Specifically for quantum utility and the quantum routines in hybrid and hardware-agnostic workflows, respecting the available QPU requirements is a must. Larger quantum circuits can be split via techniques like circuit knitting to deal with the restricted number of available qubits. But what about solving an optimization problem with an algorithm that uses some quantum and classical routines within and, therefore, doesn’t just require splitting a large quantum circuit but splitting the entire problem while guaranteeing convergence to optimality within the process? This is where Quantagonia’s HybridSolver and our cutting-edge decomposition techniques come in. This approach enables the integration of built-in hardware accelerators of CPUs, GPUs, and QPUs into hybrid and hardware-agnostic workflows, ensuring adherence to QPU requirements while aiming for quantum utility. Combined with techniques like Quantum Branch and Bound (check out our two blogs on that: here and here), the HybridSolver can now be used to truly solve not just QUBOs but also mixed integer programs (MIPs) in a hybrid quantum-classical and hardware-agnostic fashion, all with optimality-proof!
How does our HybridSolver do this? It leverages proprietary decomposition methods that build on techniques such as Benders decomposition and Dantzig-Wolfe reformulation to decompose optimization problems into difficult (MIPs with continuous variables and inequality constraints) and easily reformulated (binary programs with equality constraints) parts. The easily reformulated problems possess a QUBO representation, allowing us to solve them using various (heuristic) quantum optimization techniques within our hybrid workflows. Our decomposition approaches can handle approximate solutions of the auxiliary problems while still guaranteeing to terminate with the globally optimal solution of the original optimization task. This method is both effective and adaptable, allowing for an increase in the size of QUBOs as more qubits become available on QPUs.

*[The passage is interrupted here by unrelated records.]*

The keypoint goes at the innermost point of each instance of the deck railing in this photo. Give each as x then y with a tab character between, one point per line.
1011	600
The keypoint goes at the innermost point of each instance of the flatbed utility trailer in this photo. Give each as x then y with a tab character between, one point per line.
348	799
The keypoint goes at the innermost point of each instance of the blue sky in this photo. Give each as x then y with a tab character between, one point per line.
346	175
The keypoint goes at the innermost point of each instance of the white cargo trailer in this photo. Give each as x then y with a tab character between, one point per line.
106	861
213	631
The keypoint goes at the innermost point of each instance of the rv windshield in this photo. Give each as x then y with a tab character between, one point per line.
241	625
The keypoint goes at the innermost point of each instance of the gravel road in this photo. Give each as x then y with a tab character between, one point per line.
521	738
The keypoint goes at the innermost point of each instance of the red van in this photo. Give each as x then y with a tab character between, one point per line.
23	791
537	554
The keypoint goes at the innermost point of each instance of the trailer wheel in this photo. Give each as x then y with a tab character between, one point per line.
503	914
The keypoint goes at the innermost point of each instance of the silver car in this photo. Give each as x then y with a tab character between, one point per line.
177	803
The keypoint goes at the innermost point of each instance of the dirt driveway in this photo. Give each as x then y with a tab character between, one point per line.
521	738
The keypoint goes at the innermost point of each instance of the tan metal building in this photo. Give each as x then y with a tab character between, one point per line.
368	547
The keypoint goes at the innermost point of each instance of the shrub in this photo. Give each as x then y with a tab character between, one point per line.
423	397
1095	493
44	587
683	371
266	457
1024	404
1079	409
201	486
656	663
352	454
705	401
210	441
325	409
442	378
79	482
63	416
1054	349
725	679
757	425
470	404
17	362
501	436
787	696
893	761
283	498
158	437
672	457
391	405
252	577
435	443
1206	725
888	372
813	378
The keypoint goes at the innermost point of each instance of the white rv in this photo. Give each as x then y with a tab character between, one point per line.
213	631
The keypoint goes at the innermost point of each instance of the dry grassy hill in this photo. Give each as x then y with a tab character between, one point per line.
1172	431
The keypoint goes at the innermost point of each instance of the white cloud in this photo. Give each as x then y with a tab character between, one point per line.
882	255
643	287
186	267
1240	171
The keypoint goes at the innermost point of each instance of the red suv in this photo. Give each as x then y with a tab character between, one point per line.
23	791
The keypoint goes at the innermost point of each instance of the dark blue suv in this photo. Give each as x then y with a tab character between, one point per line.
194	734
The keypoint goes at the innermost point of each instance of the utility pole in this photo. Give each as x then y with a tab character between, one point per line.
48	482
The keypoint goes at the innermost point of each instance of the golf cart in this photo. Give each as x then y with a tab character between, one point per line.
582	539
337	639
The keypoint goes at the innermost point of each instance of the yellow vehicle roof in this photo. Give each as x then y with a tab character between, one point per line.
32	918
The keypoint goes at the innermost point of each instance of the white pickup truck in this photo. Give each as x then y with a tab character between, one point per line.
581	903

Are you interested in using our hybrid classic-quantum optimization solver for your optimization problems, such as mixed linear integer programming? Reach out to us or book a demo and see how easy it is to model your optimization problem in, e.g., python and solve it via Quantagonia’s HybridSolver.

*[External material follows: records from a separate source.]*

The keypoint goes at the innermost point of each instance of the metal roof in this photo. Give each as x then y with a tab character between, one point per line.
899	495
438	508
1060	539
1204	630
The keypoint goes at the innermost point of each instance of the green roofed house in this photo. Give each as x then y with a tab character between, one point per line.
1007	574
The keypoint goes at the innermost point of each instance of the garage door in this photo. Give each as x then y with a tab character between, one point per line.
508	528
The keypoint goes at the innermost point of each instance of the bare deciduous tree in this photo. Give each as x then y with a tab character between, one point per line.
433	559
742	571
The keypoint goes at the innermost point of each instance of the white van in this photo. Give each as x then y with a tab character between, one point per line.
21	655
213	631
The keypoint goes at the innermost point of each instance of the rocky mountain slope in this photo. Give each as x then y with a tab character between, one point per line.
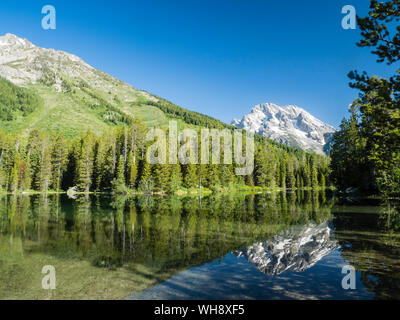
289	125
76	95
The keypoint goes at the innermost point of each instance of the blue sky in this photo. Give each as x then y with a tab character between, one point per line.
216	57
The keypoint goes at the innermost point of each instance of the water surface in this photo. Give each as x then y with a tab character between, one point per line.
231	246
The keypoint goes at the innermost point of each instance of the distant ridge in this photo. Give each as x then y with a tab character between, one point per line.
288	125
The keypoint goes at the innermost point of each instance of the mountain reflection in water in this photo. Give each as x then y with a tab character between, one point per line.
296	249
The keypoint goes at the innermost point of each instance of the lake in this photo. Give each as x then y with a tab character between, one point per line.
231	246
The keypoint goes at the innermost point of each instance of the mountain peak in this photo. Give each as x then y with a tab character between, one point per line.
290	124
12	40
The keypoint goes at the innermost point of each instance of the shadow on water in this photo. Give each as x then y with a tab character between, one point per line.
272	245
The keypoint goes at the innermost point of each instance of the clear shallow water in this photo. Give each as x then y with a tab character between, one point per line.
268	246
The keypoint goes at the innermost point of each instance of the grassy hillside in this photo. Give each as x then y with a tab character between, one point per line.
77	106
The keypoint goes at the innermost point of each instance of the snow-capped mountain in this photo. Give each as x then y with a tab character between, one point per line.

[1] Pirnay, N., Ulitzsch, V., Wilde, F., Eisert, J., & Seifert, J.-P. (2022). A super-polynomial quantum advantage for combinatorial optimization problems. arXiv.
[2] Lucas, A. (2014). Ising formulations of many NP problems. Frontiers in Physics, 2. Frontiers Media SA.
[3] Cerezo, M., Arrasmith, A., Babbush, R., Benjamin, S. C., Endo, S., Fujii, K., McClean, J. R., Mitarai, K., Yuan, X., Cincio, L., & Coles, P. J. (2021). Variational quantum algorithms. Nature Reviews Physics, 3, 625–644.